For example, lets suppose that Sue and John get in a fight. They can continue to rehash the same fight over and over again in a myriad of manifestations, or they can start to look at the pattern they are caught in. The pattern is the problem. How is it caused? When he gets mad, I get nervous. My heart is pounding, I feel scared. Why? I feel alone. He isn’t seeing me. I can’t make him be available right now. Find that feeling in your past. I remember feeling this way when I was little and my dad was mad. I was scared then too. So now, how do I try to stop that feeling? What action do I habitually take? I withdraw. I tell myself that nobody understands me. Once the pattern is recognizable, we can start talking about it, understand it, and ultimately address and change it.

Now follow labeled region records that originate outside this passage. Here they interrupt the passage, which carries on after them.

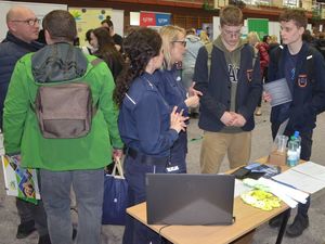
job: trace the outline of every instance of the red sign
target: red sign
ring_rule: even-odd
[[[140,26],[156,26],[156,14],[140,12]]]

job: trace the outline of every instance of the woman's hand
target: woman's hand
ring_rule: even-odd
[[[188,117],[183,116],[183,111],[181,111],[181,113],[178,113],[177,110],[178,107],[174,106],[170,114],[170,129],[174,129],[179,133],[181,130],[186,130],[185,120],[187,120]]]
[[[199,97],[196,94],[192,95],[192,97],[187,98],[184,102],[187,107],[196,107],[199,103]]]

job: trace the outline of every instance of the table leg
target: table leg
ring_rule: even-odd
[[[282,223],[281,223],[281,228],[278,230],[278,234],[277,234],[277,239],[276,239],[275,244],[281,244],[282,243],[282,239],[283,239],[283,235],[286,231],[286,227],[287,227],[287,223],[288,223],[288,220],[289,220],[289,217],[290,217],[290,211],[291,211],[291,208],[288,208],[287,210],[285,210],[283,213],[283,220],[282,220]]]

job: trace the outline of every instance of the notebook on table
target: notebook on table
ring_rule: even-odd
[[[232,175],[147,174],[148,224],[232,224]]]

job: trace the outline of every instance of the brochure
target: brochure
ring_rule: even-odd
[[[4,184],[8,195],[37,204],[40,200],[36,169],[21,167],[17,156],[2,156]]]

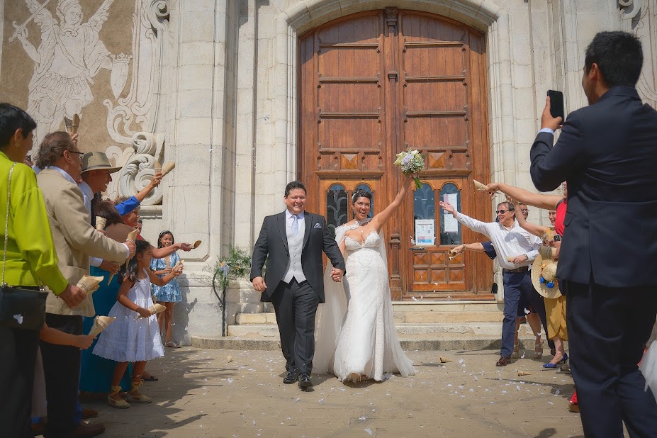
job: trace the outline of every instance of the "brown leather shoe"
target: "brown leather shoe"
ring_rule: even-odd
[[[506,366],[511,363],[511,358],[508,356],[502,356],[500,360],[495,364],[495,366]]]
[[[39,421],[35,423],[32,423],[32,433],[34,434],[35,437],[38,435],[43,435],[43,432],[45,432],[45,422]]]
[[[95,437],[96,435],[100,435],[103,432],[105,432],[105,426],[101,424],[88,425],[84,422],[81,422],[80,425],[73,431],[71,437],[74,438]]]
[[[89,420],[89,418],[94,418],[96,417],[98,417],[98,411],[95,409],[82,408],[82,420]]]

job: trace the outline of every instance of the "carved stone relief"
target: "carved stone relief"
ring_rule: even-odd
[[[644,101],[657,108],[657,0],[618,0],[623,30],[641,40],[644,67],[636,89]]]
[[[0,89],[37,121],[33,153],[75,113],[86,150],[130,145],[135,133],[154,130],[169,0],[21,0],[5,6]]]
[[[125,150],[110,146],[105,151],[107,157],[121,169],[112,177],[106,194],[114,199],[118,196],[130,196],[148,185],[155,174],[155,167],[162,167],[164,152],[164,135],[162,133],[135,133],[132,137],[131,147]],[[142,206],[162,203],[162,191],[157,187],[141,203]]]
[[[135,62],[130,91],[127,96],[118,99],[117,102],[111,99],[103,101],[108,111],[107,131],[112,140],[123,144],[130,144],[135,132],[153,130],[162,73],[162,31],[169,26],[168,0],[135,0]],[[127,62],[124,63],[127,66]],[[127,74],[127,67],[125,72]]]

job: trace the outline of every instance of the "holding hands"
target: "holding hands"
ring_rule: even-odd
[[[344,274],[344,271],[342,269],[337,268],[333,268],[331,270],[331,278],[333,279],[333,281],[336,283],[339,283],[342,281],[342,276]]]

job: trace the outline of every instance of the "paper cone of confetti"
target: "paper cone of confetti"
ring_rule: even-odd
[[[91,330],[89,330],[89,336],[96,337],[101,332],[106,329],[108,325],[113,322],[116,319],[116,318],[108,316],[96,316],[94,319],[94,325],[91,326]]]
[[[96,229],[99,231],[105,230],[105,225],[107,223],[107,219],[102,216],[96,216]]]
[[[164,163],[162,165],[162,176],[172,171],[176,168],[176,163],[172,161],[169,161]]]
[[[98,285],[103,281],[103,277],[95,277],[91,275],[84,275],[77,282],[77,287],[84,289],[88,294],[91,293],[98,288]]]

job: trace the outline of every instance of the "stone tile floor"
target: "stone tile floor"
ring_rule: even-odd
[[[415,376],[343,384],[314,375],[314,391],[301,392],[283,383],[279,352],[166,349],[147,367],[159,378],[142,387],[152,404],[83,405],[100,411],[91,422],[105,424],[103,437],[583,436],[579,415],[568,410],[573,379],[542,371],[549,358],[498,368],[490,350],[408,355]]]

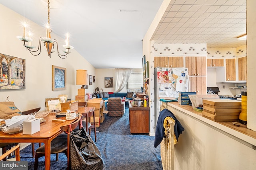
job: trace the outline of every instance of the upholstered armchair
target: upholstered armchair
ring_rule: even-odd
[[[122,116],[124,115],[125,104],[122,103],[120,98],[109,98],[107,104],[108,115],[109,116]]]

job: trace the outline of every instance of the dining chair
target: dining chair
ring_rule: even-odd
[[[80,124],[79,124],[79,122]],[[62,133],[54,138],[51,142],[51,154],[56,154],[56,161],[58,160],[58,153],[64,152],[68,158],[68,169],[70,167],[70,133],[72,129],[77,127],[81,128],[82,120],[81,117],[69,125],[62,126],[60,129],[66,133]],[[78,126],[79,124],[79,126]],[[37,170],[38,165],[38,158],[44,156],[44,145],[39,147],[36,150],[34,170]]]
[[[6,160],[6,157],[8,156],[10,154],[12,153],[14,151],[15,152],[15,158],[16,161],[20,160],[20,145],[15,146],[13,148],[10,149],[8,151],[6,152],[3,154],[2,155],[0,156],[0,160]]]
[[[91,129],[94,129],[94,137],[95,137],[95,142],[97,141],[97,138],[96,137],[96,126],[95,124],[93,122],[95,122],[95,116],[94,115],[94,110],[95,107],[93,107],[92,110],[88,112],[81,113],[81,114],[83,115],[84,119],[85,119],[85,121],[82,121],[82,124],[84,128],[85,127],[85,131],[88,132],[89,130],[89,135],[91,135]],[[91,118],[93,117],[93,122],[91,121]],[[93,124],[92,124],[93,123]],[[77,127],[74,131],[78,130],[79,129]]]

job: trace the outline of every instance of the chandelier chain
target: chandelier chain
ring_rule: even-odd
[[[50,0],[48,0],[48,25],[50,25]]]

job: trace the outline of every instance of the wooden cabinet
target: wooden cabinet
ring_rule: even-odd
[[[196,92],[196,94],[206,94],[207,91],[206,76],[189,77],[190,92]]]
[[[208,67],[223,67],[224,59],[207,59]]]
[[[169,67],[183,67],[183,57],[168,57]]]
[[[186,57],[186,67],[190,76],[206,75],[206,57]]]
[[[154,58],[154,67],[168,67],[168,57],[155,57]]]
[[[226,59],[226,80],[236,81],[236,59]]]
[[[239,58],[238,62],[238,80],[246,80],[247,77],[247,60],[244,57]]]
[[[149,107],[133,107],[129,105],[129,121],[131,133],[149,133]]]

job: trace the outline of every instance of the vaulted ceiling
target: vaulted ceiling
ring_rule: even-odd
[[[51,0],[52,31],[96,68],[141,67],[142,41],[163,0]],[[44,27],[46,0],[0,0]],[[246,44],[246,0],[172,0],[152,39],[156,43]],[[14,35],[16,36],[17,35]]]

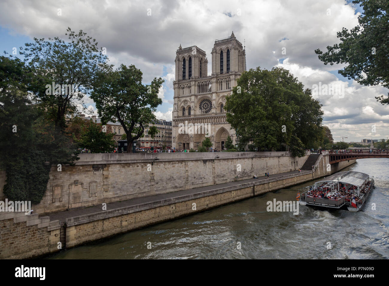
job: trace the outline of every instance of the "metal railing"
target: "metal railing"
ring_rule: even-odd
[[[312,198],[310,197],[304,196],[305,202],[311,203],[314,204],[323,204],[326,205],[340,207],[344,204],[344,197],[342,197],[338,200],[331,200],[329,198]]]

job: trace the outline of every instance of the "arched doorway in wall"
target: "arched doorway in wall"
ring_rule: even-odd
[[[176,146],[180,149],[189,149],[190,139],[187,134],[180,134],[177,137]],[[178,145],[177,145],[178,144]]]
[[[215,147],[217,149],[223,150],[229,135],[228,132],[224,127],[219,128],[215,138]]]
[[[203,132],[203,128],[202,130]],[[200,128],[198,132],[200,133]],[[195,149],[197,149],[199,147],[202,146],[203,141],[205,139],[205,135],[203,133],[200,134],[194,134],[193,137],[193,144]]]

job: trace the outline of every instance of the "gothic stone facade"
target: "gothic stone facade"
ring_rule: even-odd
[[[212,73],[208,76],[204,51],[195,46],[182,49],[180,45],[176,52],[173,147],[196,149],[206,136],[215,149],[224,148],[229,135],[235,143],[235,130],[226,120],[224,105],[226,96],[246,70],[245,52],[233,32],[228,38],[216,40],[211,54]],[[201,127],[194,132],[190,128],[187,131],[180,128],[190,127],[191,123]]]

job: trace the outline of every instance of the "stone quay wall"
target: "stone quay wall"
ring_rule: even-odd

As we move through our lives, we may encounter challenging situation after challenging situation. As we work with these challenges, we change. Eventually, because we have mastered some aspect of ourselves – it feels as if those situations are not occurring anymore. We’ve grown enough that what was once difficult is now inconsequential.

When we are yoked to something or someone, we have the opportunity to work with the situation and with ourselves. Over time, we develop more acceptance, strength, insight and possibility. The old structure and consciousness loosens and something new comes into being. With the change of this calendar year, we can evaluate how we have grown, what we have worked through and released, and where we are still bound.